Re: [PATCH 1/2] [RFC] Add IFUNC support for MIPS (v4)
- From: Faraz Shahbazker <faraz dot shahbazker at imgtec dot com>
- To: "Maciej W. Rozycki" <macro at imgtec dot com>
- Cc: "binutils at sourceware dot org" <binutils at sourceware dot org>, Richard Sandiford <rdsandiford at googlemail dot com>
- Date: Mon, 9 Jan 2017 13:10:29 -0800
- Subject: Re: [PATCH 1/2] [RFC] Add IFUNC support for MIPS (v4)
- Authentication-results: sourceware.org; auth=none
- References: <5583540C.email@example.com> <firstname.lastname@example.org> <55899D52.email@example.com> <firstname.lastname@example.org> <5589AFCD.email@example.com> <DCB1C42372B1674B8F912A294CCB775A71680718@BADAG02.ba.imgtec.org> <firstname.lastname@example.org> <5600517C.email@example.com> <firstname.lastname@example.org> <561D2820.email@example.com> <firstname.lastname@example.org> <5678829D.email@example.com> <firstname.lastname@example.org> <568EFE7B.email@example.com> <alpine.DEB.firstname.lastname@example.org> <56E9CE2D.email@example.com> <alpine.DEB.firstname.lastname@example.org> <573FD344.email@example.com> <alpine.DEB.firstname.lastname@example.org>
On 12/05/2016 06:43 AM, Maciej W. Rozycki wrote:
>> Also, note that although we have 32/48-bit variants for 64-bit, the IPLT stub
>> size is still the same as the regular entry. Only the # of instructions that
>> need to be executed is fewer. The selection is made based on the actual
>> address bits needed to get to the GOT/IGOT entry of that symbol. I should
>> probably be filling the tail part of these stubs with NOPs.

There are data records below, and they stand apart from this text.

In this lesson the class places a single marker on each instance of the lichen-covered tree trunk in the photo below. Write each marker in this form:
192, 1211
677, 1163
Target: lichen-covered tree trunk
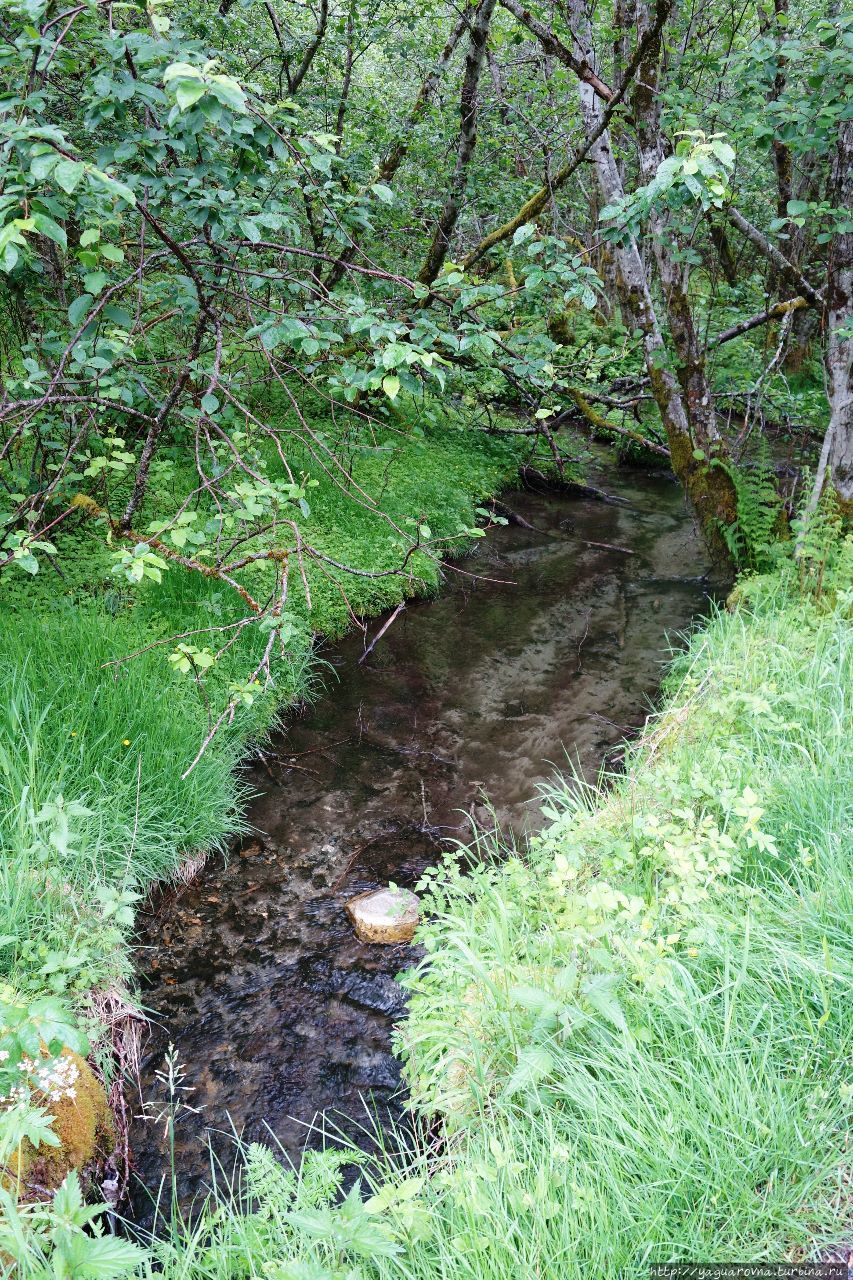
708, 488
839, 321
448, 216
673, 275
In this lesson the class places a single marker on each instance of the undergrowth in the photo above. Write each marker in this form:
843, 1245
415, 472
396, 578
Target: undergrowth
635, 1032
97, 725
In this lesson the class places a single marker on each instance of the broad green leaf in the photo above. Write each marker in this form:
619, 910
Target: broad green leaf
68, 174
80, 307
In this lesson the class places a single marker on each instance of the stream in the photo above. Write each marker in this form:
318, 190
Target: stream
542, 643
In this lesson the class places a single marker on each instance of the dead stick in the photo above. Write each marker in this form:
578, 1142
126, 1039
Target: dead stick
382, 631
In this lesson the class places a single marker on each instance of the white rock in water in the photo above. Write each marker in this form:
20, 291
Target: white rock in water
384, 915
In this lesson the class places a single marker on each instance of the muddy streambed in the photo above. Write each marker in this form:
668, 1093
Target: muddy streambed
278, 1014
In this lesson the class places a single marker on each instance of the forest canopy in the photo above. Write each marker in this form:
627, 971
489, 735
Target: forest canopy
637, 216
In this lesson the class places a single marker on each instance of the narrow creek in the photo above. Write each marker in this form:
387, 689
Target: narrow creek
278, 1014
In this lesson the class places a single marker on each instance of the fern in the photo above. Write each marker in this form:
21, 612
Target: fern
268, 1183
824, 558
753, 533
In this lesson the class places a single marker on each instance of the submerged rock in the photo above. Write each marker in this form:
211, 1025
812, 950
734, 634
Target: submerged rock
384, 915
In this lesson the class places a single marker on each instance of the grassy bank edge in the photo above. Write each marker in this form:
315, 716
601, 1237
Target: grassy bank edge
637, 1033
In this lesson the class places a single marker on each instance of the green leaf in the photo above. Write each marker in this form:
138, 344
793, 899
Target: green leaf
534, 1063
80, 307
95, 282
188, 91
796, 208
53, 231
68, 174
41, 165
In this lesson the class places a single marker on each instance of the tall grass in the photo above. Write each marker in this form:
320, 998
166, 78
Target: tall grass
94, 748
637, 1032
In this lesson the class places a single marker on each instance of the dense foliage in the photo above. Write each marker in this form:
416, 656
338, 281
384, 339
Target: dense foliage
287, 289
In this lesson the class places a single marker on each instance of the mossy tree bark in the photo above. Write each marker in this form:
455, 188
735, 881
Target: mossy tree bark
448, 216
839, 321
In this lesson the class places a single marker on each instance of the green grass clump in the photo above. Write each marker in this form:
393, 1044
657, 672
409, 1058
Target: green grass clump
94, 805
638, 1031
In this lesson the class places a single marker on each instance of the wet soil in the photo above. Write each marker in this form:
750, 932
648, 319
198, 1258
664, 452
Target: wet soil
542, 644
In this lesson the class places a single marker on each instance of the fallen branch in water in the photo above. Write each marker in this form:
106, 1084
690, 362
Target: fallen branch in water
382, 631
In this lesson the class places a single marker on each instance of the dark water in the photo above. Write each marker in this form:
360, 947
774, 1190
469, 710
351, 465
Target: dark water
277, 1011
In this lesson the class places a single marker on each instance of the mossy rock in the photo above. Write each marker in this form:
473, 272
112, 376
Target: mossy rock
86, 1133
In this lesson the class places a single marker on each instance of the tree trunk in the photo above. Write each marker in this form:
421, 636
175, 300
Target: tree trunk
692, 371
708, 488
439, 247
839, 318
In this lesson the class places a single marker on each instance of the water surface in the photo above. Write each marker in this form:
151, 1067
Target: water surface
277, 1011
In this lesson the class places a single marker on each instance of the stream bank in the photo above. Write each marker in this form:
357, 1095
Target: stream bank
548, 640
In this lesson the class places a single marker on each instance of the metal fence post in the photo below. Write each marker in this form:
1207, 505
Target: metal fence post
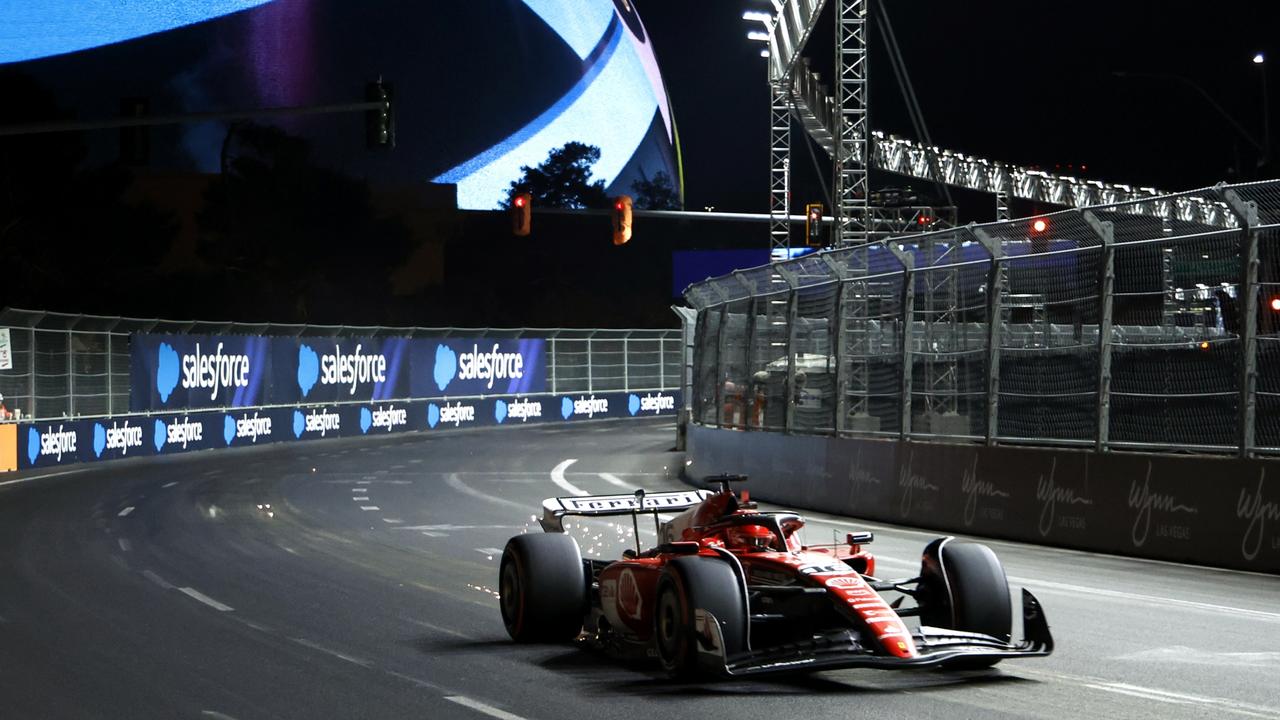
908, 338
837, 346
71, 376
1247, 212
1106, 233
995, 323
720, 368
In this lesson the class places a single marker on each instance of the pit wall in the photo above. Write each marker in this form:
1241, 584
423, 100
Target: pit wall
1205, 510
64, 442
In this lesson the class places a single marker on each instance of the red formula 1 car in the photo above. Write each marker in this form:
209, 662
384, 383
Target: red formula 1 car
731, 591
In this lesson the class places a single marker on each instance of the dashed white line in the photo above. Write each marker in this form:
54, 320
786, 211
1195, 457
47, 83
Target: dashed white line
616, 481
196, 595
558, 478
481, 707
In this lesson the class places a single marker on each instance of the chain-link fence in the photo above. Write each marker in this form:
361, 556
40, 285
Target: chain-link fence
80, 365
1152, 324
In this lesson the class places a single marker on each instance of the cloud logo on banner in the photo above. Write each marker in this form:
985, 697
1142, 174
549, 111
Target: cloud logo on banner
167, 370
446, 365
32, 445
309, 369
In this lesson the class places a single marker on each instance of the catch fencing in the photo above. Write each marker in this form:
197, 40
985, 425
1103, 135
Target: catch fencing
81, 365
1148, 324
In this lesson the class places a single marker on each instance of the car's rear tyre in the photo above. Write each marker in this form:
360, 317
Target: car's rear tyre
542, 588
686, 586
964, 588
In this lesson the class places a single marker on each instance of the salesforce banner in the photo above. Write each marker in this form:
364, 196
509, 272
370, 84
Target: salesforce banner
330, 369
462, 367
191, 372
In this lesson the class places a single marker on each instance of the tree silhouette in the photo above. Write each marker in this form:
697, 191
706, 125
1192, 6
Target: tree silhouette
563, 180
656, 194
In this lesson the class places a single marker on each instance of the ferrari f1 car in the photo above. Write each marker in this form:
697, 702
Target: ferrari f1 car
731, 591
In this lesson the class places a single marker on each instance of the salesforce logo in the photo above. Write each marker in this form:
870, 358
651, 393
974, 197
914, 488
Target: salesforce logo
115, 437
51, 442
449, 414
246, 428
654, 404
179, 432
589, 406
517, 410
214, 372
446, 367
315, 422
388, 418
339, 369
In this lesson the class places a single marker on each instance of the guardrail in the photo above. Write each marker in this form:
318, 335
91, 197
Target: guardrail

> Is that to simplify processing? We should be able to handle all exact
> sizes rather than just 2 of them at a time in a given link.
It might be possible - squeezing out the unused bytes, like say
relaxation would. The output address is not know at the time of initial
allocation/layout so we leave enough space for the largest possible
>> The delay slot optimization itself requires all regular entries to be
>> grouped together. Beyond that, stub sizes would only matter for mips16/64
>> combination. Okay then, to just sort on regular vs. compressed and keep
>> all compressed stubs before all regular ones? Compressed stubs generally
>> don't have the lagging delay-slot problem, except for the micromips_insn32
> Fine with me as long as the alignment constraints I outlined above are
> met and you can handle it all with `_bfd_mips_elf_get_synthetic_symtab'
> too (if applicable; I haven't checked).
Excluding all unsupported ISA combinations, and with the trailing
delay-slot optimization, we'd have 3 possible IPLT sizes:
12 bytes for all things mips32 (except mips1)
28 bytes for all things mips64
16 bytes for mips1
Even if we further optimize the 64-bit case for address range, but we
get one size for all entries within an IPLT section - be it 20 or 12
bytes. Can we thus say cache alignments are irrelevant for IPLT stubs?
Currently IPLTs are treated like stubs instead of PLT entries. As far as
I can make out, they do not fit neatly within the general paradigm of
_bfd_mips_elf_get_synthetic_symtab. For one, the original
(non-annotated) IFUNC symbol is present and defined within the object -
for regular PLT entry this is an undefined external reference.
Secondly, there aren't any relocations to connects a symbol name with an
IPLT entry. Each PLT entry has a JUMP_SLOT relocation which refers to
the symbol. IRELATIVE relocations OTOH, operate directly on entries in
the GOT/IGOT and do not map to specific IFUNC symbols. To be clear, an
IPLT symbol name has no functional significance beyond disassembly, but
if it must have a connection to the IFUNC symbol it targets, then it
must be anointed by the linker with an explicit stub name. This
connection cannot be simply synthesized from other information.
The only disadvantage of not having synthetic symbols I can see is the
inability to disassemble the address field embedded in the last word of
the mips16 IPLT entries. Is there anything else I am missing?
Note that I am still sorting on the basis of compressed vs. regular
entries even when they have the same size, because we can't have a
compressed entry follow a regular entry with its trailing delay slot.